Dead Zones
Human Dependence Project
Dead zones (hypoxia) means a reduced level of oxygen in the water. It has very low oxygen concentration.
Dead Zones
Issues:
Dead zones do not contain enough oxygen levels to sustain most animal life. Hypoxia can drive fishing industries out of business, because it can reduce the number of species, and cause great losses of plants.
Negative effects:
Dead zones can cause mobile animals to virtually avoid or leave the area, leaving it deserted, abandoned, and uninhabited. The low oxygen concentration can also suffocate animals, and cause them to die.
Main affected North American regions:
Every spring in the Gulf of Mexico, one of the worlds largest dead zones occurs.
Main affected wildlife:
Hypoxia can affect direct-mortality of organisms. Such as fish and bottom dwelling plants and animals.
How are wildlife affected:
Dead zones affect fish and their food base, high losses of benthic or bottom-dwelling plants and animals, reductions in numbers of species, and disruption of fish spawning, recruitment, and migration.
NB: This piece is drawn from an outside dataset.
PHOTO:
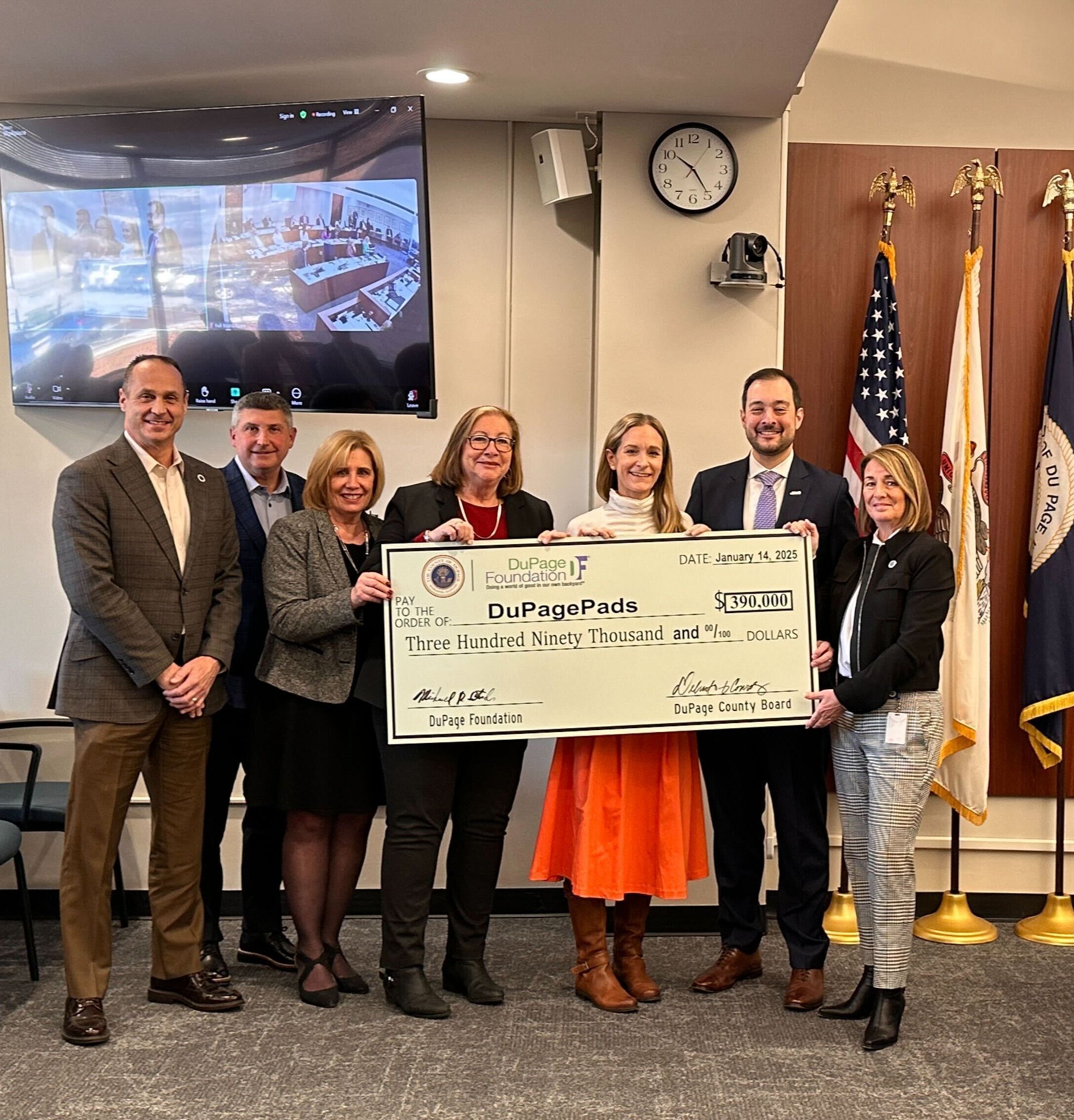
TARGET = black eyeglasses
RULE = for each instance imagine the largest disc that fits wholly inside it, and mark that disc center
(481, 442)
Does this affect life in League City:
It could. If agriculture were to occur here greatly, it could definitely affect the ocean and create dead zones because of nutrient pollution.
How does this affect people:
Dead zones greatly impact marine wildlife. Fishing industries could lose business, and people could not eat fish or ocean dwellers that they tend to eat.
What causes dead zones:
Agriculture is the primary reason for dead zones. People can cause nutrient pollution. The excessive supply of nitrogen causes detrimental effects into the food web, which distributes unevenly to the life cycle. Basically, it's when too many nutrients enter the body of water. It can cause the condition of oxygen to be below the level necessary to sustain animal life.
Solutions and preventions:
People are studying correct farming procedures and practices of fertilizer and manure; creation and restoration of wetlands and riparian ecosystems; re-flooding of former wetlands; controls on nitrogen discharges from sewage treatment plants and industries; and changes in flood control measures throughout the Mississippi Basin. However, this may take decades to scientifically monitor for recovery.
New solution:
Perhaps you could either choose a new fertilizer or don't use it at all. You could use only a healthy, certain amount and regulate how much you use. It could be implemented now, but it's nothing really new, and it should be common sense to use fertilizer and do agriculture wisely.